78. Quant à la demande que Mlle Kamilla Radikovna Ramazanova a introduite en 2014 aux fins de rejoindre la procédure (paragraphe 2 ci‑dessus), la Cour estime celle-ci tardive, car la procédure interne s’est terminée par l’arrêt de cassation du 19 juin 2009 (paragraphe 72 ci-dessus), Il s’ensuit que cette demande doit être rejetée, en application de l’article 35 §§ 1et 4 de la Convention.

2. SUR LA VIOLATION ALLÉGUÉE DE L’ARTICLE 2 DE LA CONVENTION

79. La requérante allègue que R. a été tué par les policiers et que l’enquête pénale relative à cet homicide n’a pas été effective. Elle invoque l’article 2 de la Convention, pris seul et combiné avec l’article 13.

80. Maîtresse de la qualification juridique des faits de la cause, la Cour n’est pas liée par celle que leur attribuent les requérants ou les gouvernements (Radomilja et autres c. Croatie [GC], nos 37685/10 et 22768/12, § 126, 20 mars 2018). En l’espèce, elle considère qu’il est plus approprié d’examiner le grief tiré de l’article 13 de la Convention sous l’angle du volet procédural de l’article 2 (Armani Da Silva c. Royaume-Uni [GC], no 5878/08, § 292, 30 mars 2016).

Cet article est ainsi libellé :

« 1. Le droit de toute personne à la vie est protégé par la loi.
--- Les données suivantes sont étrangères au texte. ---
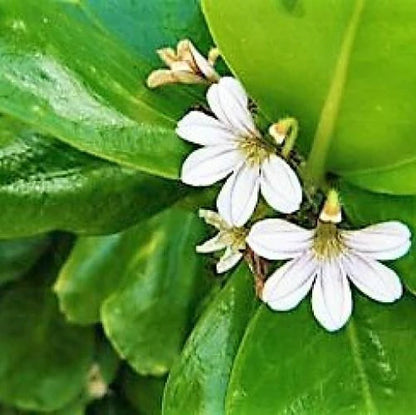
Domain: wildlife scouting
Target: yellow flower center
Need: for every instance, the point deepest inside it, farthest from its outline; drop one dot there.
(255, 150)
(328, 241)
(235, 238)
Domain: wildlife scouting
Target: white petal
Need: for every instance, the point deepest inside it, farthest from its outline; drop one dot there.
(238, 197)
(280, 186)
(204, 130)
(211, 245)
(290, 283)
(228, 260)
(229, 105)
(210, 164)
(279, 239)
(373, 278)
(331, 296)
(387, 240)
(203, 65)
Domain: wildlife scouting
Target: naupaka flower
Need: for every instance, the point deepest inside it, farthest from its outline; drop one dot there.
(326, 259)
(234, 146)
(229, 237)
(186, 65)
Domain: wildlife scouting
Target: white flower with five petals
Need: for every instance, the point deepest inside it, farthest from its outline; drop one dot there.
(233, 146)
(325, 260)
(229, 237)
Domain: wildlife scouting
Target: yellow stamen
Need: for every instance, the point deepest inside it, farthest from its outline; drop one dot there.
(331, 212)
(255, 150)
(328, 242)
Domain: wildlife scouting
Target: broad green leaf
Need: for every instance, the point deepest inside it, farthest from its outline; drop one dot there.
(148, 317)
(47, 185)
(65, 72)
(396, 180)
(43, 360)
(364, 208)
(98, 266)
(144, 393)
(347, 75)
(17, 256)
(287, 364)
(198, 382)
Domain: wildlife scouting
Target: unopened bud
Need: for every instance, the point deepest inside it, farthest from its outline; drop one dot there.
(331, 212)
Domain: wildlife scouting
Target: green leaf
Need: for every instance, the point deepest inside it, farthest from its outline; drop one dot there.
(397, 180)
(365, 208)
(289, 364)
(144, 393)
(338, 67)
(43, 360)
(47, 185)
(198, 382)
(64, 71)
(148, 317)
(111, 405)
(17, 256)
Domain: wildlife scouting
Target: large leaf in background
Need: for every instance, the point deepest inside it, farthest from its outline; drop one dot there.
(98, 266)
(198, 382)
(364, 208)
(43, 361)
(17, 256)
(397, 180)
(64, 72)
(288, 364)
(144, 393)
(149, 316)
(47, 185)
(308, 57)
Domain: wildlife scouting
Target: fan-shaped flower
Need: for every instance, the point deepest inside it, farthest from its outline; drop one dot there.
(326, 259)
(186, 66)
(229, 237)
(233, 146)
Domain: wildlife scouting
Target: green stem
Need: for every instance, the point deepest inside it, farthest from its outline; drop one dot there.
(316, 164)
(290, 141)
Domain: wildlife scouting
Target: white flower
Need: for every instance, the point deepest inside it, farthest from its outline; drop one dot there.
(230, 238)
(326, 259)
(233, 145)
(186, 65)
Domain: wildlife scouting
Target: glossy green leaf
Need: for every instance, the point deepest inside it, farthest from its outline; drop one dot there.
(198, 382)
(47, 185)
(98, 266)
(148, 317)
(144, 393)
(347, 75)
(287, 364)
(397, 180)
(43, 360)
(364, 208)
(64, 71)
(17, 256)
(111, 405)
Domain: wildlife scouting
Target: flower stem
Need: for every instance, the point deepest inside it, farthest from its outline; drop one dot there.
(293, 128)
(316, 164)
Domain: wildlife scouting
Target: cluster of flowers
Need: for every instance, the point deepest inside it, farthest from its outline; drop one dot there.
(323, 259)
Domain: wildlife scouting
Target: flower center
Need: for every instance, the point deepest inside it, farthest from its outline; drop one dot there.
(235, 238)
(328, 241)
(255, 150)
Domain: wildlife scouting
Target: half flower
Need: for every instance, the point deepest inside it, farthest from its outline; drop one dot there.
(229, 237)
(233, 145)
(186, 65)
(326, 259)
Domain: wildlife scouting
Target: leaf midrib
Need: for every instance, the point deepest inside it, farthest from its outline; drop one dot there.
(315, 168)
(370, 406)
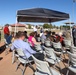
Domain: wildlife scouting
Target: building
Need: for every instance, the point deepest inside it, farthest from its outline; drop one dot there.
(19, 27)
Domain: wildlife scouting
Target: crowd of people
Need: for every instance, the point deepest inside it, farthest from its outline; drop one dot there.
(27, 42)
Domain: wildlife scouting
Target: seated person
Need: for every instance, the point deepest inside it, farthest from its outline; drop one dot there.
(32, 40)
(26, 39)
(43, 36)
(9, 38)
(19, 43)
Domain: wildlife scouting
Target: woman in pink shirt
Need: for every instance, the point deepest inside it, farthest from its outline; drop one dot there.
(31, 39)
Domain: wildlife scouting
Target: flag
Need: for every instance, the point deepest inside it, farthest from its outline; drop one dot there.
(74, 0)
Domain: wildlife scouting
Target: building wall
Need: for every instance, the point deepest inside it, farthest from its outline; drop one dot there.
(18, 28)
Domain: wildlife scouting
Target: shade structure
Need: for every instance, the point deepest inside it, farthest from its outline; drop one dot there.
(40, 15)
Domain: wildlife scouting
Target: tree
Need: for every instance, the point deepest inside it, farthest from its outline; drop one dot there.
(29, 26)
(47, 26)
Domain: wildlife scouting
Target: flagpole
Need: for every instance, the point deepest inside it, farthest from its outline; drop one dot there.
(73, 11)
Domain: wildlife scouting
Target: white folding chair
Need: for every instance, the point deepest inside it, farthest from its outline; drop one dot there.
(38, 47)
(51, 57)
(24, 60)
(57, 47)
(8, 46)
(73, 49)
(38, 39)
(67, 43)
(47, 43)
(42, 68)
(71, 63)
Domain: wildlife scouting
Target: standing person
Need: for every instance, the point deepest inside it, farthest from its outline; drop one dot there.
(41, 30)
(6, 31)
(10, 29)
(74, 35)
(19, 43)
(35, 28)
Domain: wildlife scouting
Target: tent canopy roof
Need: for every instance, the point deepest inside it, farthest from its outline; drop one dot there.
(40, 15)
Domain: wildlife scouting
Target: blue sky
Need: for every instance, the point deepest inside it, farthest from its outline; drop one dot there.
(8, 8)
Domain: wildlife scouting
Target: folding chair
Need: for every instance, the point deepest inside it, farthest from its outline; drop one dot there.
(23, 60)
(51, 57)
(73, 49)
(58, 49)
(8, 46)
(38, 39)
(71, 63)
(47, 43)
(38, 47)
(42, 41)
(42, 68)
(67, 43)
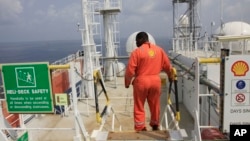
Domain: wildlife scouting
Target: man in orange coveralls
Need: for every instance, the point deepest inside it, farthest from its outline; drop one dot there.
(144, 65)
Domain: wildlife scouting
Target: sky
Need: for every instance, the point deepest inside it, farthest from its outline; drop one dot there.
(42, 20)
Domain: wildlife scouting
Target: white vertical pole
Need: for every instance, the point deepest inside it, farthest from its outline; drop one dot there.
(77, 137)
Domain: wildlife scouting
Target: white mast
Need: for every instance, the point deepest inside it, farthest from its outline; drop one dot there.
(111, 35)
(91, 56)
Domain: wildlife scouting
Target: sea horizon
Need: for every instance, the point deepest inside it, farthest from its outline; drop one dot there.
(53, 50)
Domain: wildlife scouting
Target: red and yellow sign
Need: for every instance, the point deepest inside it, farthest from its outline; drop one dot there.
(240, 68)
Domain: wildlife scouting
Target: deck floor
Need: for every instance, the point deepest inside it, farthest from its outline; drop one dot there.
(122, 105)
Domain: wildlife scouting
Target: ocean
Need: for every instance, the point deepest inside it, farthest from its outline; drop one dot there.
(50, 51)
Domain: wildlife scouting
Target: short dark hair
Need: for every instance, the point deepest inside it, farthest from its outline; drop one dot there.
(142, 36)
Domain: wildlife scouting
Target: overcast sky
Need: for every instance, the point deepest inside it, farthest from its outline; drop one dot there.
(39, 20)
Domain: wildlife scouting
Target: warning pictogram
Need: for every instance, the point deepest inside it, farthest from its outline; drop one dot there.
(240, 98)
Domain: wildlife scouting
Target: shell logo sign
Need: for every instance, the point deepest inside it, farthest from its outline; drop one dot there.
(240, 68)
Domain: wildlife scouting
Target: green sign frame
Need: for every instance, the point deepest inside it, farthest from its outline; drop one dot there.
(27, 87)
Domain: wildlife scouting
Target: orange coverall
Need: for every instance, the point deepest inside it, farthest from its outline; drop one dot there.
(144, 65)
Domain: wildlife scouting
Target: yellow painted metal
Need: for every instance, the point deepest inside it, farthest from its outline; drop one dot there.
(67, 66)
(209, 60)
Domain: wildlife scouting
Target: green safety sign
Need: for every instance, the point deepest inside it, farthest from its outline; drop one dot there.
(27, 87)
(24, 137)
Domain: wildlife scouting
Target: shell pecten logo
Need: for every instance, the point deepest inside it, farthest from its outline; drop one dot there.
(240, 68)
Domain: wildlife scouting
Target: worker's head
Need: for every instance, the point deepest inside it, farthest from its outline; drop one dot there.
(141, 38)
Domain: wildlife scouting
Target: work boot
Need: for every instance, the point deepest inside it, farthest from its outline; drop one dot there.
(155, 127)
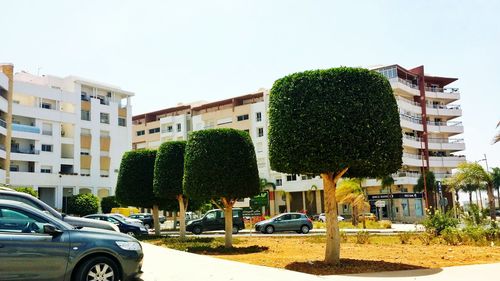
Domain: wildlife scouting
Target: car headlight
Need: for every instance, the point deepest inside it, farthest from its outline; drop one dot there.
(129, 246)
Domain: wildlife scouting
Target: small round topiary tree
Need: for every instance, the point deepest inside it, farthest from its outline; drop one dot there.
(108, 203)
(221, 164)
(83, 204)
(334, 122)
(168, 175)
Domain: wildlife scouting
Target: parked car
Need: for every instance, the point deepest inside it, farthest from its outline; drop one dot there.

La mort ne peut être infligée à quiconque intentionnellement, sauf en exécution d’une sentence capitale prononcée par un tribunal au cas où le délit est puni de cette peine par la loi.

2. La mort n’est pas considérée comme infligée en violation de cet article dans les cas où elle résulterait d’un recours à la force rendu absolument nécessaire :

a) pour assurer la défense de toute personne contre la violence illégale ;

b) pour effectuer une arrestation régulière ou pour empêcher l’évasion d’une personne régulièrement détenue ;

c) pour réprimer, conformément à la loi, une émeute ou une insurrection. »

1. Sur la recevabilité

81. Le Gouvernement estime que les griefs portent sur des questions relevant de l’appréciation des faits. Il soutient à cet égard que la Cour n’est pas une juridiction de « quatrième instance », et n’est donc pas compétente pour réexaminer la recevabilité des preuves administrées dans le cadre de la procédure pénale dirigée contre T. et D. Il ajoute que l’article 2 de la Convention ne garantit pas aux requérants une issue favorable de la procédure relative au décès de leur proche.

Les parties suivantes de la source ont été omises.